Sin embargo, los Gobiernos que regentaron el país al inicio del nuevo milenio se mantuvieron atados a las mismas estrategias policiacas para atender el problema criminal, aun cuando se comprobó su inefectividad.
De esa manera, de la Mano Dura de Rosselló González pasamos a la Mano Firme de Sila María Calderón y, luego, al Castigo Seguro de Aníbal Acevedo Vilá. Todos estos gobernantes se ensañaron en focalizar el crimen desde la misma perspectiva y en el mismo lugar, atacando a las comunidades pobres, señaladas como ejes de actividad criminal y violencia, lo que, al mismo tiempo, los responsabilizaba de ser causantes de la inseguridad social que sufría el país.
Por tanto, las prácticas de ocupación en esas zonas continuaron, y sus residentes fueron estereotipados, lo que provocó una visión cada vez más prejuiciada y discriminatoria contra la pobreza y su gente.
En 2009, con Luis Fortuño al mando del gobierno de la isla, las autoridades políticas comenzaron a buscar solución al problema criminal trazando su mirada hacia el Norte para copiar el modelo de Ventanas Rotas y Tolerancia Cero, políticas públicas anticrimen, sostenidas en una fuerte intervención policiaca, que se habían implantado en la ciudad de Nueva York. Lo mismo procuró su sucesor, Alejandro García Padilla al llegar al poder en 2013.
A su vez, Fortuño y García Padilla alimentaron sus estrategias anticrimen reclamando ayuda a las agencias federales de Estados Unidos. Ninguno tuvo éxito en atajar los problemas de trasiego y violencia en el país.
Poco se habla de que al tiempo en que se incrementaron todas esas políticas de atacar con fuerza policiaca el problema criminal, de 1993 al presente, Puerto Rico comenzó a experimentar un alza en los casos de violación de derechos civiles, resultado del abuso de poder de efectivos de la Policía contra la ciudadanía. También trascendió un aumento en casos de corrupción policiaca.

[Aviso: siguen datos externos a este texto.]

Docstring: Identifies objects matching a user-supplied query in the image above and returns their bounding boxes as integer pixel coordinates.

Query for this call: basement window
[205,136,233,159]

Queda claro que las fórmulas que han experimentado las últimas cinco administraciones gubernamentales para lidiar con el crimen y la violencia no han dado resultado. La guerra policiaca contra las drogas se perdió porque el problema nunca ha sido atendido desde la raíz, con políticas públicas sociales dirigidas a atacar la pobreza y las desigualdades sociales. Por ahí tenemos que empezar.